Con tan sólo 22 años, el ilicitano Jaume Quiles ya atesora más de quince galardones en diferentes festivales cinematográficos gracias a los ocho cortos que lleva producidos en su trayectoria como director de cine. El último premio lo recibió la semana pasada en la IX Mostra de Cinema Jove d'Elx con El fadrí que unicitat bevotejava les diades que empipen per la lletraferida quarta, un corto de doce minutos de duración y que le ha llevado tres semanas de relajado trabajo en la elaboración de la pieza audiovisual.
-Cuente de qué trata su último corto premiado
-La trama sucede el día de Nochevieja y es el desarrollo de un monólogo elaborado por el ilicitano Raúl Blasco, al que yo le he dado forma y un toque personal para que sea un corto cómico que haga reir mucho a los espectadores. Lo defino como una comedia con diversos elementos cinematográficos intercalados. He jugado como es característico en mis trabajos con el lenguaje para crear comicidad.
-¿Qué significa el título del corto?
-No puedo desvelarlo porque revelaría el desenlace del corto. Se trata de un chiste que da sentido a la historia y, por supuesto, que está justificado este título, aunque en un principio nadie lo entienda. El Fadrí es el joven protagonista de la trama, que está interpretado por Emilio Fernández.
-¿Por qué decidió realizar el corto en valenciano?
-Me lo tomé como un reto personal. Quería relatar una historia en valenciano, ya que me gusta jugar mucho con el idioma en mis creaciones. Es un riesgo porque los espectadores quieren el castellano en las producciones cinematográficas, sobre todo para que tengan una repercusión nacional. De todos modos, en el corto se combinan diálogos en valenciano, castellano y catalán. Pero el chiste final debía ser obligatoriamente en valenciano. Creo que este juego de idiomas lleva a captar la atención del público. También me ha servido para optar al premio que he conseguido.
-¿Cuántos personajes han intervenido en su corto?
-Aparecen doce personajes que conforman una historia coral, esto es, no hay ningún protagonista, pese a que dos tienen más tiempo de diálogo. Ellos son el Fadrí y María Albertos que actúa por segunda vez conmigo. También tengo que destacar a la Asociación Mala Barraca y a la productora A Cámara Lenta que nos han apoyado.
-¿Cuánto tiempo le ha llevado producir el corto?
-Ha sido un rodaje muy rápido. La idea surgió en Navidad en una cena cuando escuché el monólogo. Después me puse a trabajar y en una semana elaboré el guión que me ocupó tres hojas. Seguidamente, me pase otros siete días buscando las localizaciones y rodando. Y una última semana con la posproducción. En total, no me llevó más de tres semanas.
-Económicamente, ¿le es costoso o rentable rodar un corto?
-Este trabajo lo he podido rodar gracias A Cámara Lenta.
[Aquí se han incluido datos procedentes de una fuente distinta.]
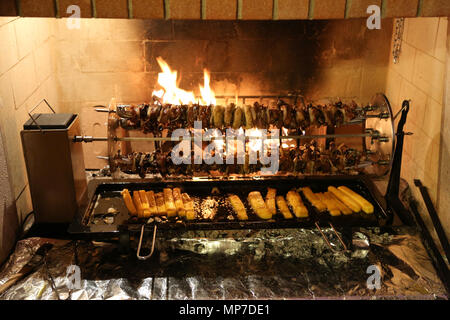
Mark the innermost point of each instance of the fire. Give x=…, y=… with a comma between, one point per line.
x=287, y=143
x=208, y=97
x=172, y=94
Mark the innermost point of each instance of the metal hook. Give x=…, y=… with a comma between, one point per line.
x=140, y=244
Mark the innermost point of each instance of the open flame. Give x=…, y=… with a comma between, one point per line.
x=172, y=94
x=208, y=97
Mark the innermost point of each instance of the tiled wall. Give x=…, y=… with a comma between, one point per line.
x=27, y=75
x=226, y=9
x=420, y=76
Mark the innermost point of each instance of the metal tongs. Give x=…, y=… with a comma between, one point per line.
x=138, y=253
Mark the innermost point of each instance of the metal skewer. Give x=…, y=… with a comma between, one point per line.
x=373, y=135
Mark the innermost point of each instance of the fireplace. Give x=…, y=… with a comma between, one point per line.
x=315, y=49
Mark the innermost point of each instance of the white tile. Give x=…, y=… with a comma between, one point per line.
x=440, y=50
x=422, y=33
x=43, y=29
x=404, y=67
x=68, y=56
x=429, y=75
x=9, y=55
x=111, y=56
x=393, y=84
x=5, y=20
x=418, y=102
x=24, y=80
x=6, y=94
x=25, y=35
x=432, y=123
x=44, y=61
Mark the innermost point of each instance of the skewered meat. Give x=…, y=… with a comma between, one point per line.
x=228, y=115
x=248, y=113
x=153, y=118
x=188, y=206
x=238, y=117
x=178, y=202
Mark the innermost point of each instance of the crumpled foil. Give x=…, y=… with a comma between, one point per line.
x=242, y=264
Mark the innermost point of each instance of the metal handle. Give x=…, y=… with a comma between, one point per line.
x=138, y=253
x=33, y=119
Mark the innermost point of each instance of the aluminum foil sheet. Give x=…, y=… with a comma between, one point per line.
x=243, y=264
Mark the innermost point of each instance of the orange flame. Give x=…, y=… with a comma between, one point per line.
x=171, y=93
x=208, y=97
El trato consistió en que ellos me prestaron el material técnico y, si el corto obtiene algún premio en metálico, ellos se llevan el 50%. El otro 50% me lo quedo yo. La cuantía no es muy exagerada, pero con ella voy a invitar a una cena a los colaboradores.
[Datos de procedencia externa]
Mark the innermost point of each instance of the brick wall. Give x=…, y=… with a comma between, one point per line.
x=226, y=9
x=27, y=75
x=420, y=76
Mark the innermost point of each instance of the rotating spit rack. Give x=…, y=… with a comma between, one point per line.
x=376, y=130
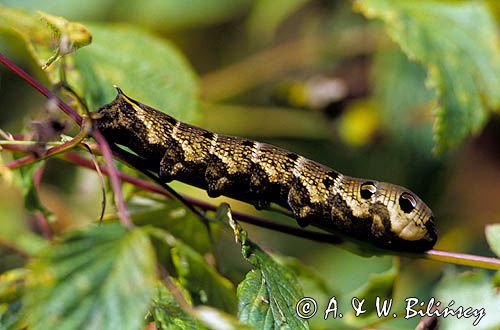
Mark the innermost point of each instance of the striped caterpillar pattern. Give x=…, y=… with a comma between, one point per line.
x=379, y=213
-¿El corto está ambientado totalmente en Elche?
-Sí. La trama transcurre en lo que es una común celebración de Nochevieja. Comienza en una peluquería de la ciudad, sigue por una frutería y contiene escenas rodadas en el Camp d'Elx. La escena final se produce en una discoteca.
-¿Cuántos premios ha recibido ya en total?
-Una quincena, pero el más importante o el que recuerdo con más cariño es el que recibí en el festival Cinema Jove de Valencia con el corto La introspección. Este galardón fue un paso en firme en mi carrera
-¿Cuándo hizo sus primeros trabajos cinematográficos?
-Comencé como actor en un documental sobre la Dama de Elche que está muy de moda ahora con el regreso del busto. De ahí, me surgió la afición por este mundillo. Tenía 14 años cuando participé en este proyecto. Así, me saltó la chispa y comencé a hacer mis primeros pinitos con la cámara de vídeo de mi madre. Seguí después compaginando teatro con la dirección de cortos.
-¿Cuáles son sus aspiraciones?
-Hacer un corto más profesional en un proyecto más ambicioso y a lo grande. Para ello, necesito tiempo para buscar financiación y, sobre todo, para la distribución. La idea es rodarlo con alta definición para pasarlo al cine. Además, tengo en mente seguir creciendo como director y tener la oportunidad de rodar algún día largometrajes. No voy a tirar la toalla, porque no descarto en un futuro poder vivir del cine.